Article

What Overcoming My Fear of Math Taught Me About Leadership

Leadership isn’t a job title.
It isn’t a promotion.
It isn’t authority, influence, or years of experience.

Leadership is the ability to walk toward something uncomfortable and bring others with you.

Strangely enough, I didn’t learn that from managing teams or running projects.

I learned it from confronting something I avoided for years:

Math.


The fear that followed me into adulthood

I carried a secret insecurity for a long time — that I wasn’t “good at math,” that I had fallen behind, that I didn’t belong in certain technical conversations.

Even as I became a strong engineer.
Even as I solved complex problems.
Even as I gained real skill.

That old belief whispered in the background:
“You’re missing something everyone else knows.”

It wasn’t true, but it felt true.

And overcoming it taught me more about leadership than any book, course, or manager ever did.


Lesson #1: Leaders confront discomfort — they don’t avoid it

Avoidance is easy.
Avoidance feels safe.
Avoidance lets us protect our ego.

But avoidance also creates blind spots that follow us for years.

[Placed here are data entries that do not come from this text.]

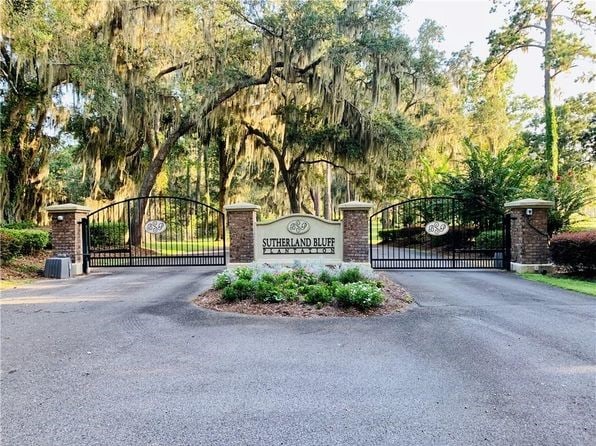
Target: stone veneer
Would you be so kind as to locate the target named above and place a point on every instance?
(242, 223)
(355, 231)
(529, 239)
(67, 234)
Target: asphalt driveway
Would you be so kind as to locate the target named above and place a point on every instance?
(123, 358)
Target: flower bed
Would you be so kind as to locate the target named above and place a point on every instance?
(304, 290)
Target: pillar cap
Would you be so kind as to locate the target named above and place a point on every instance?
(241, 207)
(355, 206)
(530, 203)
(67, 208)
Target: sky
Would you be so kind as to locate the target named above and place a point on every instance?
(467, 21)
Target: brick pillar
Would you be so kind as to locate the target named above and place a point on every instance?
(242, 224)
(529, 239)
(355, 231)
(67, 234)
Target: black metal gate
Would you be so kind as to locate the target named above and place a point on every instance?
(154, 231)
(439, 233)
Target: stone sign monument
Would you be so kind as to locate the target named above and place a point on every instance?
(299, 237)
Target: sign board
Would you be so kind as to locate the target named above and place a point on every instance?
(437, 228)
(299, 237)
(155, 226)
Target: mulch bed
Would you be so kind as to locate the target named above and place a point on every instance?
(396, 300)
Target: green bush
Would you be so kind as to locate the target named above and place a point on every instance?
(20, 225)
(574, 250)
(107, 234)
(16, 242)
(350, 275)
(240, 289)
(222, 280)
(268, 292)
(326, 277)
(362, 296)
(318, 294)
(244, 273)
(490, 239)
(10, 245)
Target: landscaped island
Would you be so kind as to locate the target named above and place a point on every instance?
(304, 290)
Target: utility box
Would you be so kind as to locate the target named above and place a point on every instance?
(57, 268)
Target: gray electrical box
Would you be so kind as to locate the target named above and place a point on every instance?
(57, 268)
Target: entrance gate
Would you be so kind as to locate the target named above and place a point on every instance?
(439, 233)
(171, 231)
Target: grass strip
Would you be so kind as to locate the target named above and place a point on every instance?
(585, 286)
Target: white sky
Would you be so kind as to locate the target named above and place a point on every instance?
(465, 21)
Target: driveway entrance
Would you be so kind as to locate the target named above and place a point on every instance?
(122, 357)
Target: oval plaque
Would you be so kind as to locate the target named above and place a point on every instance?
(437, 228)
(155, 226)
(298, 227)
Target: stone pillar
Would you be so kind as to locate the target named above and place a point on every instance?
(242, 224)
(355, 231)
(529, 236)
(67, 234)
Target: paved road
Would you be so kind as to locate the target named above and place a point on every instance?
(122, 358)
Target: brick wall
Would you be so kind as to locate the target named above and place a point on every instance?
(355, 235)
(67, 235)
(528, 246)
(242, 225)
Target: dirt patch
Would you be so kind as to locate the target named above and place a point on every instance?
(396, 300)
(25, 267)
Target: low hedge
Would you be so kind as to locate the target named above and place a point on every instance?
(574, 250)
(17, 242)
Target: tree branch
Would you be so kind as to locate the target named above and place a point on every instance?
(331, 163)
(177, 67)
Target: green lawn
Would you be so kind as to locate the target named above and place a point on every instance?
(586, 286)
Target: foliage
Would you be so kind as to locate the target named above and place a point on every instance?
(240, 289)
(489, 180)
(569, 197)
(489, 239)
(318, 285)
(541, 24)
(350, 275)
(319, 294)
(363, 296)
(108, 234)
(17, 242)
(574, 251)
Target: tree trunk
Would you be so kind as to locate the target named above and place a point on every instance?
(328, 199)
(552, 136)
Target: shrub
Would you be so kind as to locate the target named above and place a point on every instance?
(318, 294)
(222, 280)
(20, 225)
(268, 292)
(490, 239)
(16, 242)
(359, 295)
(325, 277)
(107, 234)
(574, 250)
(10, 244)
(350, 275)
(241, 289)
(244, 273)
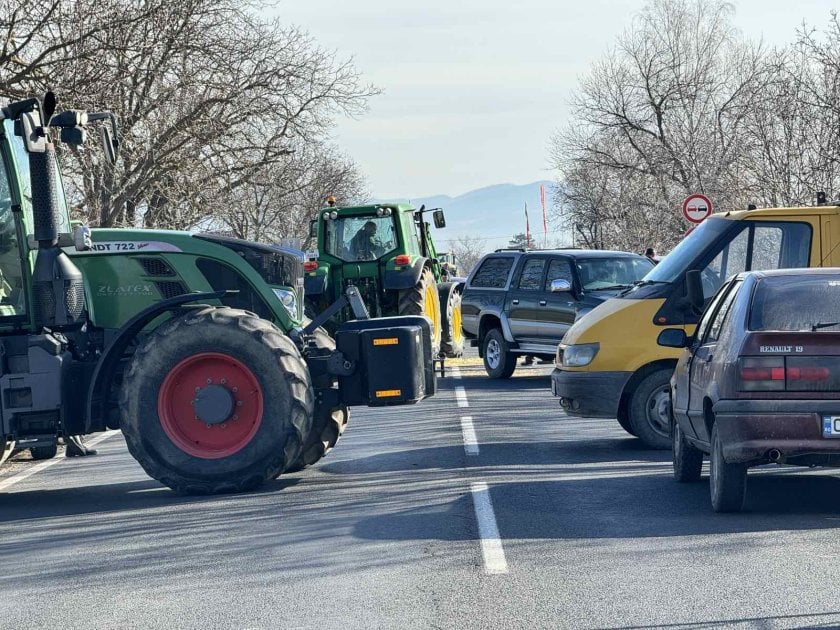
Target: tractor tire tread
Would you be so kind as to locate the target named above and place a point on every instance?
(291, 366)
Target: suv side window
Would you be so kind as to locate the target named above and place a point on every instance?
(493, 273)
(558, 269)
(532, 273)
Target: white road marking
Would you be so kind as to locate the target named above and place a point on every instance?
(488, 531)
(470, 439)
(461, 397)
(7, 483)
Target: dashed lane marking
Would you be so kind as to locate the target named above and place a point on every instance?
(488, 531)
(7, 483)
(470, 439)
(461, 397)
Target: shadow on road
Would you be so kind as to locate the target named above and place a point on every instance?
(614, 505)
(110, 498)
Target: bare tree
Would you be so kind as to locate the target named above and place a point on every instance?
(209, 97)
(283, 197)
(660, 117)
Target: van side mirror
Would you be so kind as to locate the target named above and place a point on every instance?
(560, 286)
(694, 290)
(673, 338)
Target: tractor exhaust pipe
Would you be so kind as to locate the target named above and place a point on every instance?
(58, 288)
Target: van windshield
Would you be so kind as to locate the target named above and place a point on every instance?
(690, 248)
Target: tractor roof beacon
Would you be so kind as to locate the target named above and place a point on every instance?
(386, 251)
(193, 345)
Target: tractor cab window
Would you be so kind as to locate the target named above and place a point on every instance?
(360, 238)
(12, 298)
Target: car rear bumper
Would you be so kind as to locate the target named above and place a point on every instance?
(783, 431)
(589, 394)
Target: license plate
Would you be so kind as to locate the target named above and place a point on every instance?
(831, 426)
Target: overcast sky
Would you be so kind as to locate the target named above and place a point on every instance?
(474, 89)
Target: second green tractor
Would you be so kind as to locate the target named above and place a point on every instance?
(386, 251)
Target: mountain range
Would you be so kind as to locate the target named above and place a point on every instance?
(493, 214)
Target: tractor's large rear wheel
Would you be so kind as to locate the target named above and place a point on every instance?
(452, 336)
(217, 400)
(423, 299)
(328, 424)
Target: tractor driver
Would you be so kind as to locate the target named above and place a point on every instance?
(363, 245)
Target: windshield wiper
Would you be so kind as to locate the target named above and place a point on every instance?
(818, 325)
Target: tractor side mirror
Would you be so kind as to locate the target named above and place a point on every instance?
(74, 136)
(109, 144)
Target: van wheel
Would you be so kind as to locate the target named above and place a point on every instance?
(624, 421)
(727, 482)
(8, 448)
(499, 362)
(650, 410)
(688, 460)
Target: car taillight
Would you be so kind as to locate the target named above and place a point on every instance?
(784, 373)
(761, 374)
(807, 373)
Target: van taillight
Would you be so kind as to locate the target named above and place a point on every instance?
(783, 373)
(761, 374)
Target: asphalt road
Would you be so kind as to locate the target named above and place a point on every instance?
(516, 517)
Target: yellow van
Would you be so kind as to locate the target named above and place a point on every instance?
(609, 364)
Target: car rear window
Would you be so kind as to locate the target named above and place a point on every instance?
(795, 303)
(493, 273)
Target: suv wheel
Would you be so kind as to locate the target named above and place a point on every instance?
(499, 362)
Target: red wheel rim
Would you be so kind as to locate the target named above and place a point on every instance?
(177, 413)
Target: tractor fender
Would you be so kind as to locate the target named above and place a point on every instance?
(314, 285)
(406, 277)
(106, 367)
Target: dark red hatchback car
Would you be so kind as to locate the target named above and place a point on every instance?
(759, 382)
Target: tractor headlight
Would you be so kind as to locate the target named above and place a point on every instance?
(288, 299)
(578, 355)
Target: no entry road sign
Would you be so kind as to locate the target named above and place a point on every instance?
(696, 208)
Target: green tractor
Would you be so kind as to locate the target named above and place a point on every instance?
(194, 345)
(386, 252)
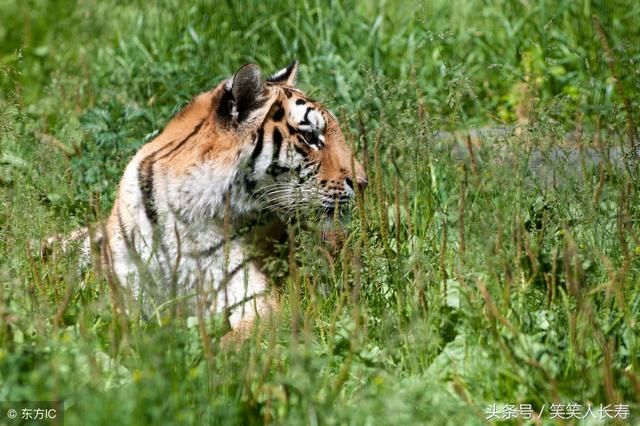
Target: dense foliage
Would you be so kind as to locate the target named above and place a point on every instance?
(469, 277)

When I finally returned to the math I once feared, it wasn’t because I suddenly felt brave.
It was because the work demanded it.
And leadership means stepping into the spaces where your insecurities live.

Great leaders go first — not because they’re fearless, but because they’re willing.


Lesson #2: Vulnerability is a strength, not a weakness

Admitting that I didn’t know something — especially something foundational — was uncomfortable.

But here’s the interesting part:

Once I admitted it, the fear collapsed.

Not only internally, but socially.

People didn’t judge me.
They helped me.
They respected the honesty.
They engaged deeper.
They shared their own insecurities back.

That’s when I realized:

People don’t follow perfection.
They follow honesty.

A leader who can say “I don’t know — let’s learn it” is more trusted than one who pretends to know everything.


Lesson #3: Clarity builds confidence; confusion builds fear

Math wasn’t hard — math was unclear.

Lack of clarity creates panic.
Clear steps create momentum.

Leadership works the same way:

  • Teams panic when they can’t see the structure.
  • They lose confidence when everything feels ambiguous.
  • They freeze when the path looks like a wall instead of a staircase.

When I learned to break down concepts for myself, I instinctively started doing it for others:

“What’s the first step?”
“What’s the pattern?”
“What’s the smallest version of this?”
“What’s the part that matters most right now?”

Leaders who create clarity reduce fear — including their own.


Lesson #4: The pace of learning has nothing to do with your potential

In junior high, I thought learning quickly meant being smart.

But returning to math taught me the opposite:

Learning quickly is irrelevant.
Learning steadily is everything.

People grow at different speeds.
They need different explanations.
They connect dots in different ways.

Great leaders don’t judge pace — they enable progress.

They don’t compare people to each other — they compare people to their own next step.


Lesson #5: Confidence isn’t built by succeeding — it’s built by staying

When I returned to the math I had avoided, I expected humiliation.

Instead, I found something else:

Competence.

Real competence.
Earned competence.
The kind that sticks because it didn’t come easily.

And that taught me one of the most important leadership lessons of all:

Confidence isn’t what you feel before you start.
Confidence is what you get for not quitting.

Leaders aren’t confident because they know everything.
They’re confident because they know they can learn anything.


Overcoming fear changed more than my relationship with math

It reshaped how I:

  • teach
  • mentor
  • lead
  • communicate
  • coach
  • build teams
  • design systems
  • make decisions

It taught me that the thing we fear the longest often becomes the thing that shapes us the most once we face it.

And here’s the truth I wish I’d understood sooner:

You can’t be a great leader without being a great learner.
And you can’t be a great learner if you’re afraid of being a beginner.

Once I accepted that, everything else finally clicked.